Nottinghamshire had begun quite promisingly in their first innings, and entering the final half-hour on a rain-affected day, their score was 150-2, with captain Clive Rice leading the way with a brisk 63. But Rodney Ontong took four wickets in five dramatic overs, and all without conceding a run, as Nottinghamshire dramatically collapsed to 171-7.
They added only a further 27 runs on the second morning, before the Glamorgan batsmen produced an almost copybook performance as their opponents. After Alan Lewis Jones and John Hopkins gave the Welsh side a solid start, the home spinners, Eddie Hemmings and Peter Such, reduced Glamorgan 81-4. But Rodney Ontong then made a memorable century, scoring 130 in 247 minutes. The Glamorgan captain was completely untroubled, hitting one six and 14 fours, as he counter-attacked in tandem with uncapped batsman, Matthew Maynard.

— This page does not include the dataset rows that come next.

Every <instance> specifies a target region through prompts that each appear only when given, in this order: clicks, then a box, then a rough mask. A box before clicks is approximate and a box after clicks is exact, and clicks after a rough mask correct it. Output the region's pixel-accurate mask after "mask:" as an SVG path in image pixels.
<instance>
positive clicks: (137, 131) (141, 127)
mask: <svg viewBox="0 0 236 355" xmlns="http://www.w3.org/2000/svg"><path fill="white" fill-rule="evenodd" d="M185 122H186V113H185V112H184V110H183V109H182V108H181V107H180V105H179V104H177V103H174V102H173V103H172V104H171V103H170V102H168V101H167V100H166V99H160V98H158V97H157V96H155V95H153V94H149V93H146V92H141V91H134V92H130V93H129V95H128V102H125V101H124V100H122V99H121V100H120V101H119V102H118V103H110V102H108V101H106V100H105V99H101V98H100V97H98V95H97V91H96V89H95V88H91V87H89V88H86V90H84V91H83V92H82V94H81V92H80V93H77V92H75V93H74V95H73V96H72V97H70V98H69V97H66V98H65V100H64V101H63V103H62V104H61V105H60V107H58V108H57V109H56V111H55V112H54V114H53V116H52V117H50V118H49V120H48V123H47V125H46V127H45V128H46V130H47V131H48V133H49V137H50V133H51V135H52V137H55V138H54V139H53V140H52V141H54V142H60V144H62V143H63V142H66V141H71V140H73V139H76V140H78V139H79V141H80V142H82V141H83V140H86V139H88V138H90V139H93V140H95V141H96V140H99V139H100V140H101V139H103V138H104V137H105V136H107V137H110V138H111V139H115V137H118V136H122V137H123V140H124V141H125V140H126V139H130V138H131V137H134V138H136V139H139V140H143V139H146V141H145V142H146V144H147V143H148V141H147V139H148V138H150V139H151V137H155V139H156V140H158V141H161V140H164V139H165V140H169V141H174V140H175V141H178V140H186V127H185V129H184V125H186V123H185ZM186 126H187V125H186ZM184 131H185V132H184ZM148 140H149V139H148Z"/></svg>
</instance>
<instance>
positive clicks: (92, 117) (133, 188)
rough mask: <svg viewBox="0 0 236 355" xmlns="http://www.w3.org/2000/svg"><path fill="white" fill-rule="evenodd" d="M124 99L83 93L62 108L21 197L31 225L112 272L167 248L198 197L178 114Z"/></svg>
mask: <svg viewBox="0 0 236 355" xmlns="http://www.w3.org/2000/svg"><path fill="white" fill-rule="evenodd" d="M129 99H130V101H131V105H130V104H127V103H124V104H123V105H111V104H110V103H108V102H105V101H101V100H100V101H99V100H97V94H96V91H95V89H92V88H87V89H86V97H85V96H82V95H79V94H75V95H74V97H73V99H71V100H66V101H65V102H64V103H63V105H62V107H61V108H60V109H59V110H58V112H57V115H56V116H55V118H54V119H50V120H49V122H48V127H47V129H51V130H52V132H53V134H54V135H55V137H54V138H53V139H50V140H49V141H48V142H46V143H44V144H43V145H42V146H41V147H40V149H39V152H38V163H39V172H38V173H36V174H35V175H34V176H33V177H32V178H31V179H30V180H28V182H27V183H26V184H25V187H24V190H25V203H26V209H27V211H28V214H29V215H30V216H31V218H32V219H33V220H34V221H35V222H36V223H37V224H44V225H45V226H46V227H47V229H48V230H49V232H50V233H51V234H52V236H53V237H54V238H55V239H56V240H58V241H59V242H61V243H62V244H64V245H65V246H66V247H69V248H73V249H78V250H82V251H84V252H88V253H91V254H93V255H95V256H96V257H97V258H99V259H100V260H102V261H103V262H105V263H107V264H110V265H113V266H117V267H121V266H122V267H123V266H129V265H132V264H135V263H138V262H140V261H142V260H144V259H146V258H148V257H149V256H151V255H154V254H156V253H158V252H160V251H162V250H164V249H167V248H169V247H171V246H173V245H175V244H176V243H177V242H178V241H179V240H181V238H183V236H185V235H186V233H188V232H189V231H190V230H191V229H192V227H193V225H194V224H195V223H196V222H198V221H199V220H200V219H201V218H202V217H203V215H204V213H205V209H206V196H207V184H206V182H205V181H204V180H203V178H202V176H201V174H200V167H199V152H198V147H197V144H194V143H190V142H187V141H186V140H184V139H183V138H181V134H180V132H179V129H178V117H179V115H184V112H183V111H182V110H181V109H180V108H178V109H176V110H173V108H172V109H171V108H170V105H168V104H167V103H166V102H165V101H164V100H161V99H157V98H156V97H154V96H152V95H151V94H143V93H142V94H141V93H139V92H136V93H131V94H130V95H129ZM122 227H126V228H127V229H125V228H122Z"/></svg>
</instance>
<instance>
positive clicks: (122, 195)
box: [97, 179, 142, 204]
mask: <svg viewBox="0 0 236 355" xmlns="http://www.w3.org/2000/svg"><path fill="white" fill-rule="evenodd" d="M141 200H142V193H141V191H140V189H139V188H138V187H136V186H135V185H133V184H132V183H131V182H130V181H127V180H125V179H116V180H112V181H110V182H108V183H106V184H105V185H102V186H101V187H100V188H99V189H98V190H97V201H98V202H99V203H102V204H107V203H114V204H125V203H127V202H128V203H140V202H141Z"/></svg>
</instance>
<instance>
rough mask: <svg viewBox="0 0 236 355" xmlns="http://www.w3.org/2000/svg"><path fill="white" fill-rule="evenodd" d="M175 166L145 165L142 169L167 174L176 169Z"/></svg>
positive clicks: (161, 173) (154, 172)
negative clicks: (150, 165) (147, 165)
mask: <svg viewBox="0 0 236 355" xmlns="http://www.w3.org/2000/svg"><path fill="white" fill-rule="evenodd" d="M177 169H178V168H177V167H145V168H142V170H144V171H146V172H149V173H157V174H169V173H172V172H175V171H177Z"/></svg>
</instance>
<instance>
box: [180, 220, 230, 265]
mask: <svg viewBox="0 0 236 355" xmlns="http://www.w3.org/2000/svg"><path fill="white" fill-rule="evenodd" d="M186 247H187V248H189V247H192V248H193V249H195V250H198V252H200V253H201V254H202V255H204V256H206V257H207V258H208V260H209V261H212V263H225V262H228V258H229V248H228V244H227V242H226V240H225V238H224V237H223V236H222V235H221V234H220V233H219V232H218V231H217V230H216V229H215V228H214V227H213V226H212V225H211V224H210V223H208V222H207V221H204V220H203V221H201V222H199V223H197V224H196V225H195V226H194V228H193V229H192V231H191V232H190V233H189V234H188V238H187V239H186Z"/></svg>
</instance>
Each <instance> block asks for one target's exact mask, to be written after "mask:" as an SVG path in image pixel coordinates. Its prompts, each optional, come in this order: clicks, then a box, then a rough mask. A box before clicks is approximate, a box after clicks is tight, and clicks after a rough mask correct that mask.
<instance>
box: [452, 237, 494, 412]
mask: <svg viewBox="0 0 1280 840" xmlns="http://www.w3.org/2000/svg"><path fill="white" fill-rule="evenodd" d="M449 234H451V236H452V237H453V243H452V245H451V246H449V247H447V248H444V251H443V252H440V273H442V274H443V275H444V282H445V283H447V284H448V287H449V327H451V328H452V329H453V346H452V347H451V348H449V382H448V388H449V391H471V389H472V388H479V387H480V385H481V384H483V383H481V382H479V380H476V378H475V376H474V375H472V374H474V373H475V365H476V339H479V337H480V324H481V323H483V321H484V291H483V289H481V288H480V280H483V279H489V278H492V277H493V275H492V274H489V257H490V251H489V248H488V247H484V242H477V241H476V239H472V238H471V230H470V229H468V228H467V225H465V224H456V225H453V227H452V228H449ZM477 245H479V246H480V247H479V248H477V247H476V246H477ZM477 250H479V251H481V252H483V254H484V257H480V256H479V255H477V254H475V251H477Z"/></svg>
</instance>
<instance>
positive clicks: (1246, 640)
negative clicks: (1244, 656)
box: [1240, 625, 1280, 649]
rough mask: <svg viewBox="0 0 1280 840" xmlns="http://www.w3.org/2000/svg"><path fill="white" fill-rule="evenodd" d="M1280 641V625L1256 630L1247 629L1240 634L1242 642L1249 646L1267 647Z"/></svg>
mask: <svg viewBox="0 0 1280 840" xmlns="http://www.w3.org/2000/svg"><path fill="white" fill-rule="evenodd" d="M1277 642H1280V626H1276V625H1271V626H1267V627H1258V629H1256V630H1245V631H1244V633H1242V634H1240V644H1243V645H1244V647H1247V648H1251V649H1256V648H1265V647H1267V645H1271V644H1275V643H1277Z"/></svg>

The young number six had scored a scintillating century on his county debut in the previous game at Swansea against Yorkshire, and the rookie batsman gave another uninhibited display of strokeplay , hitting ten crisp boundaries, before he was yorked by seamer Andy Pick off the last ball of the afternoon`s play. But it was only a temporary respite for the Nottinghamshire bowlers as Terry Davies and Mark Price gave Ontong further support as the Glamorgan captain reached a well deserved century.

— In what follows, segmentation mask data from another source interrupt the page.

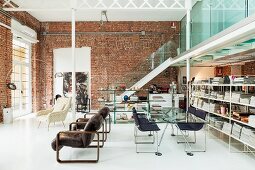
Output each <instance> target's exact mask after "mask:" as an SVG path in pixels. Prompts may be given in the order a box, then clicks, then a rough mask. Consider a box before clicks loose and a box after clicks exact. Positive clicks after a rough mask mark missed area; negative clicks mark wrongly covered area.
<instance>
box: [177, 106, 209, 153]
mask: <svg viewBox="0 0 255 170" xmlns="http://www.w3.org/2000/svg"><path fill="white" fill-rule="evenodd" d="M188 114H190V115H189V117H188V121H187V122H178V123H177V124H176V127H177V136H178V131H180V132H181V136H182V137H183V139H184V141H177V143H178V144H179V143H185V152H186V153H187V155H189V156H193V153H192V152H206V130H205V127H204V125H205V123H204V122H196V120H195V118H196V117H197V118H199V119H202V120H205V118H206V112H205V111H203V110H196V109H194V108H192V107H189V109H188ZM201 129H204V147H203V150H192V148H191V144H195V143H196V141H197V138H196V132H197V131H200V130H201ZM187 132H193V133H194V140H193V141H189V140H188V137H189V134H187ZM187 146H188V148H189V149H187Z"/></svg>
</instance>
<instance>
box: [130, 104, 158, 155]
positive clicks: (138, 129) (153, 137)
mask: <svg viewBox="0 0 255 170" xmlns="http://www.w3.org/2000/svg"><path fill="white" fill-rule="evenodd" d="M133 118H134V121H135V128H134V137H135V144H136V153H155V154H156V155H158V156H161V153H159V147H158V146H159V145H158V131H160V129H159V127H158V125H157V124H156V123H155V122H150V121H149V120H148V119H147V117H146V115H145V114H139V113H137V111H136V109H135V108H133ZM138 130H139V131H141V132H149V135H147V137H148V136H149V137H150V136H152V137H153V140H152V141H147V142H145V141H143V142H139V141H138V140H137V138H139V137H145V135H143V136H142V135H140V136H138V132H137V131H138ZM151 132H152V134H151ZM154 132H155V133H156V141H157V149H156V152H141V151H138V144H154V143H155V136H154Z"/></svg>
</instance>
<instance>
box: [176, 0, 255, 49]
mask: <svg viewBox="0 0 255 170" xmlns="http://www.w3.org/2000/svg"><path fill="white" fill-rule="evenodd" d="M254 13H255V0H202V1H198V2H196V4H195V5H194V6H193V8H192V10H191V33H190V40H191V42H190V44H191V47H194V46H196V45H197V44H199V43H201V42H203V41H204V40H206V39H208V38H210V37H212V36H213V35H215V34H217V33H219V32H221V31H223V30H225V29H226V28H228V27H230V26H232V25H233V24H235V23H237V22H239V21H241V20H243V19H244V18H246V17H248V16H250V15H252V14H254ZM185 47H186V16H185V17H184V18H183V19H182V20H181V41H180V49H181V50H180V52H181V53H182V52H184V51H185Z"/></svg>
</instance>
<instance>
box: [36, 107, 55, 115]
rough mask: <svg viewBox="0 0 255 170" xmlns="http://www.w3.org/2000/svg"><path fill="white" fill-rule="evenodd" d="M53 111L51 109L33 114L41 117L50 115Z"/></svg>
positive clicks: (40, 111) (47, 109) (37, 112)
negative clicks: (42, 116)
mask: <svg viewBox="0 0 255 170" xmlns="http://www.w3.org/2000/svg"><path fill="white" fill-rule="evenodd" d="M52 111H53V108H52V109H47V110H40V111H38V112H36V113H35V115H36V116H42V115H47V114H49V113H51V112H52Z"/></svg>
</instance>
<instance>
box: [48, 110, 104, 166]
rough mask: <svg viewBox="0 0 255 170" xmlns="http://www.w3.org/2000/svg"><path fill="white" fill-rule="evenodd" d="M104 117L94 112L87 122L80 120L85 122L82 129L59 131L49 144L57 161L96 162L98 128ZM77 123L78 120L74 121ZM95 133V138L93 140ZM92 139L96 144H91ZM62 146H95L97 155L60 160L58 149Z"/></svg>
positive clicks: (102, 124)
mask: <svg viewBox="0 0 255 170" xmlns="http://www.w3.org/2000/svg"><path fill="white" fill-rule="evenodd" d="M103 122H104V119H103V117H102V116H101V115H100V114H95V115H94V116H93V117H91V118H90V119H89V121H88V122H82V124H85V127H84V129H83V130H77V131H63V132H59V133H58V134H57V136H56V138H55V139H54V140H53V141H52V143H51V146H52V149H53V150H54V151H56V158H57V161H58V162H59V163H75V162H80V163H82V162H83V163H96V162H98V160H99V148H100V145H99V133H98V130H99V129H100V128H101V127H104V125H103ZM76 123H77V124H79V122H76ZM95 135H96V136H97V140H94V137H95ZM93 141H96V142H97V145H91V144H92V142H93ZM63 146H67V147H72V148H97V157H96V159H92V160H91V159H90V160H61V159H60V156H59V154H60V149H61V148H62V147H63Z"/></svg>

With a deficit on first innings of 131, the Nottinghamshire openers took the score to 59-0 before a dramatic collapse took place as Ontong claimed eight wickets whilst just another 61 runs were added. Wickets fell through tentative prods and indiscreet swipes against the turning balls from the Glamorgan captain. Ontong finished with match figures of 13/106, and quite fittingly, his name went into the notebooks of the England selectors. In 1987 he came very close to selection in England`s World Cup party, but in August 1988 his fine career came to an abrupt end when he badly damaged his knee in a car crash en route to a game in Northamptonshire.